Examine the file system tree inside the container. cd / changes into the root directory. Is this the same root directory of the system?

Install some package inside the container : docker run apt-get install -y vim

The container has been changed, now we can save it.

3.5 Saving the container as an image

First, get the ID of the image docker ps -l Say the ID is 6982a9948422 Next, commit the changes you have made: docker commit 698 ubuntu

You now have a new docker image which you can re-use, share etc.

3.6 Resource utilization

Now observe the process tree outside the container by calling ps. Does the container show up here?

See the hardware resources granted to the container by using the docker inspect $image-id command. What is the CPU/memory allocated to the container?

Finally pull a pre-packaged docker container such as MySQL or another database and run it. What advantages do you see installing this database using docker over a traditional install method?

4 Volunteer Computing

Go to the Berkeley BOINC site here Download the volunteer computing software. Next you need to pick a project of your liking. Examine the projects listed on the projects page and their stated goals. Choose a project and run the BOINC software. Leave you machine idle and observe when the software activates. Can you determine how much resources (CPU, memory) were consumed by the software when idle?

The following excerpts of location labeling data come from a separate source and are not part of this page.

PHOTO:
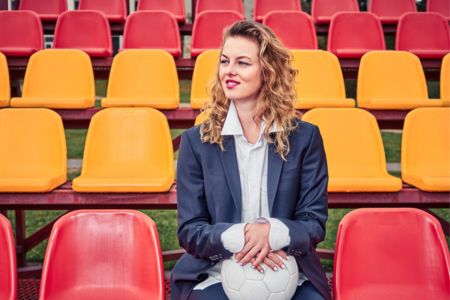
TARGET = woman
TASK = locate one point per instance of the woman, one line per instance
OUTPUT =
(252, 179)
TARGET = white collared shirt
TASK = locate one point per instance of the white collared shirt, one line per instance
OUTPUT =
(252, 162)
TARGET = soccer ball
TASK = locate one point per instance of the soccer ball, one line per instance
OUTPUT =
(245, 283)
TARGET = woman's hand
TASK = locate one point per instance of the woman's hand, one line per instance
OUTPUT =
(274, 260)
(256, 245)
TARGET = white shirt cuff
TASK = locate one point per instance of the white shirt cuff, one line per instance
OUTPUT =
(233, 238)
(279, 234)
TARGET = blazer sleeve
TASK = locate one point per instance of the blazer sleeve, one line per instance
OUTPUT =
(196, 234)
(307, 228)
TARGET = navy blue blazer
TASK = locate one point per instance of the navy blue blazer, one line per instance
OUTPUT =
(209, 202)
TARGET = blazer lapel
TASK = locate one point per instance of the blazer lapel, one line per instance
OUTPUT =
(275, 163)
(230, 166)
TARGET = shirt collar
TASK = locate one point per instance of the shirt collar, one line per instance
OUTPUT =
(232, 125)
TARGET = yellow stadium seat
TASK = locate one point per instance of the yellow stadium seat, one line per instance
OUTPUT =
(205, 71)
(127, 150)
(426, 149)
(445, 80)
(58, 78)
(33, 154)
(392, 80)
(4, 82)
(354, 149)
(143, 77)
(319, 81)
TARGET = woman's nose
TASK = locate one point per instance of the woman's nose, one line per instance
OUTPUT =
(231, 68)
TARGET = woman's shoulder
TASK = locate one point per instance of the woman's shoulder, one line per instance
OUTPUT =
(303, 128)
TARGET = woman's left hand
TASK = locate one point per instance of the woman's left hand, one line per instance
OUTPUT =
(256, 244)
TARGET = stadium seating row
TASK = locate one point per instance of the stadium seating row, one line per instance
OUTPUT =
(351, 34)
(130, 150)
(63, 78)
(321, 10)
(89, 242)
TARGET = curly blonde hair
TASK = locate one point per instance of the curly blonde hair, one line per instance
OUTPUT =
(275, 99)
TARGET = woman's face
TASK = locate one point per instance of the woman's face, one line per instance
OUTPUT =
(240, 69)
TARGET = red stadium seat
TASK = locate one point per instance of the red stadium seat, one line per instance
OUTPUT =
(208, 29)
(48, 10)
(391, 253)
(262, 7)
(20, 33)
(389, 11)
(8, 270)
(439, 6)
(87, 30)
(427, 35)
(152, 30)
(352, 34)
(235, 5)
(103, 254)
(115, 10)
(294, 28)
(176, 7)
(323, 10)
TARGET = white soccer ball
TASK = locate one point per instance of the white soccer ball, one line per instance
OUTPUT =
(245, 283)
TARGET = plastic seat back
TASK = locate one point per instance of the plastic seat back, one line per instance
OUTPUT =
(127, 150)
(143, 78)
(5, 93)
(352, 34)
(439, 6)
(20, 33)
(390, 253)
(8, 269)
(111, 254)
(234, 5)
(176, 7)
(263, 7)
(87, 30)
(322, 11)
(390, 11)
(152, 30)
(295, 29)
(205, 71)
(427, 35)
(354, 149)
(319, 82)
(426, 149)
(58, 78)
(115, 10)
(48, 10)
(33, 155)
(392, 80)
(208, 29)
(445, 80)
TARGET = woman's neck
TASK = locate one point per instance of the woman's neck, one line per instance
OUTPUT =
(246, 111)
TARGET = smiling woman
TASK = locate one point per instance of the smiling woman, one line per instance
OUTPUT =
(252, 178)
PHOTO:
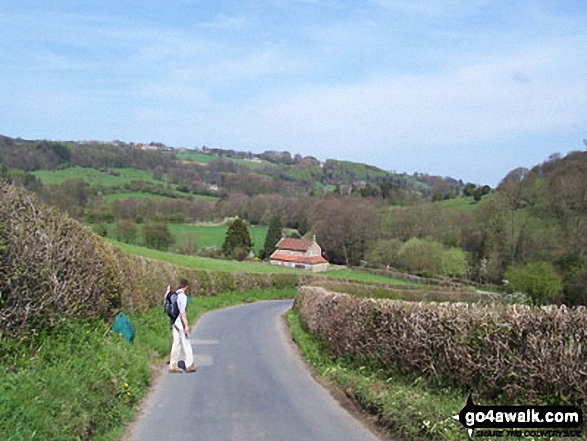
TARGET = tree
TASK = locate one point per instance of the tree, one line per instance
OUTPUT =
(539, 280)
(345, 227)
(273, 236)
(237, 238)
(469, 189)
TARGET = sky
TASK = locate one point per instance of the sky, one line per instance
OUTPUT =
(468, 89)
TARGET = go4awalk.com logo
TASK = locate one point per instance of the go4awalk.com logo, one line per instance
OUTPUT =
(521, 421)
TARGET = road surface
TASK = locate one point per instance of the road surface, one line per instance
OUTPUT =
(250, 385)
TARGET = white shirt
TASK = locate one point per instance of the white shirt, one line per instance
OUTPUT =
(182, 301)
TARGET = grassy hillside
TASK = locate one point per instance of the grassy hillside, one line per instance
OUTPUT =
(113, 177)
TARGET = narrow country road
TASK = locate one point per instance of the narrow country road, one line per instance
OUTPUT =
(250, 385)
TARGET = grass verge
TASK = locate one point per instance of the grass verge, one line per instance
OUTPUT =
(403, 406)
(83, 382)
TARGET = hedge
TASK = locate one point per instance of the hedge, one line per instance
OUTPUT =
(525, 354)
(55, 269)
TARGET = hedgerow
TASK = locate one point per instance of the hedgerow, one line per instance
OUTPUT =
(523, 353)
(54, 269)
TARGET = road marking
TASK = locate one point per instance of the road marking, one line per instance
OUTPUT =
(203, 360)
(204, 342)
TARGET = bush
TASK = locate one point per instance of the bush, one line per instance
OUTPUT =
(426, 256)
(522, 353)
(53, 269)
(539, 280)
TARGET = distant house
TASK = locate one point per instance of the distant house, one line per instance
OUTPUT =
(299, 253)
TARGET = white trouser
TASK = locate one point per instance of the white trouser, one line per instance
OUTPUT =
(180, 344)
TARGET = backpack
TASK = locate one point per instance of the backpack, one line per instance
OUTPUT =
(171, 307)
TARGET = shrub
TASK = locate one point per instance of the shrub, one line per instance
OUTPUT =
(523, 353)
(53, 269)
(539, 280)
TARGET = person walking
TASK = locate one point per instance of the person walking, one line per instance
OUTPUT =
(180, 333)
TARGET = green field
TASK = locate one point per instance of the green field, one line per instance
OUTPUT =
(206, 263)
(193, 156)
(141, 195)
(205, 158)
(466, 204)
(134, 195)
(206, 236)
(213, 236)
(94, 177)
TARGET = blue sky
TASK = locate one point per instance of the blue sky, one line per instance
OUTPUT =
(469, 89)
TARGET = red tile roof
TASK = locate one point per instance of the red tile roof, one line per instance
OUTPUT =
(307, 260)
(294, 244)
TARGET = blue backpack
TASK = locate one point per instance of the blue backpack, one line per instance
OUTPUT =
(171, 307)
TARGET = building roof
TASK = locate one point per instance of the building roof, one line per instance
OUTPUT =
(294, 244)
(308, 260)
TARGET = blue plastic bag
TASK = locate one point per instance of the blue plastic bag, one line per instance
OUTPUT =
(124, 327)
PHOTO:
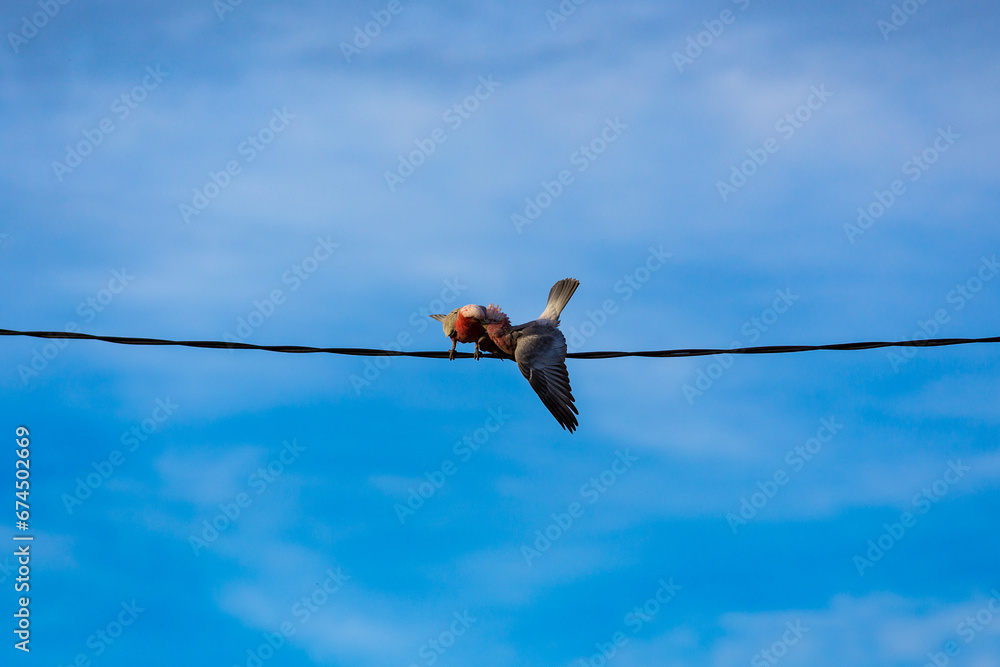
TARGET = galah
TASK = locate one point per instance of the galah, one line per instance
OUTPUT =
(463, 325)
(539, 349)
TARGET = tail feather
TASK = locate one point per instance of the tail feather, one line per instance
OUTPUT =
(559, 296)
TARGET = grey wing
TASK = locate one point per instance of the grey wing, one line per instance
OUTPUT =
(541, 356)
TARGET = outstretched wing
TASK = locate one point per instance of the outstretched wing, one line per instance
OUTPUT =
(541, 356)
(559, 296)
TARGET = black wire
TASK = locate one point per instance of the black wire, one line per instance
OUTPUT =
(366, 352)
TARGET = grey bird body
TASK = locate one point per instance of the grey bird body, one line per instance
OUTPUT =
(463, 325)
(539, 348)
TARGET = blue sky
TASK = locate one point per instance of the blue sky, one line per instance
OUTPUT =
(229, 179)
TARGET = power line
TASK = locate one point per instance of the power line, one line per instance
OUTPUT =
(367, 352)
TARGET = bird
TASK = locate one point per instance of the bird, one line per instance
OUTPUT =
(539, 348)
(463, 325)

Be sure to clean up and delete VM images and BOINC once your are done with the homework.

5 What to hand in

Write up about your experiences in running Virtualbox and Docker.

  • Which VirtualBox features did you try?
  • What is the size of the virtual disk on the host? Issue df in the VM and report the size of the file-system that the VM sees.
  • How long (approximately) does it take to pause and unpause a running VM?
  • Which networking option (NAT/Bridged) worked for you?
  • How much RAM and disk space did you allocate to the VM?
  • What configuration options did you examine for the VM?
  • Did you install docker in the VM or try the online tutorial?
  • Which docker commands did you try?
  • What pre-packaged software / database did you try? What advantages did you observe?
  • Compare the time required to start a container vs. starting a VM.
  • Explore file system inside the container and examine if the root(/) is shared between the container and the system.
  • Compare the ps output inside the container vs when run for the entire system.
  • What is the CPU/memory allocated to the container?
  • What project did you pick for the volunteer computing part?
  • What resource usage did you observe when the machine was idle?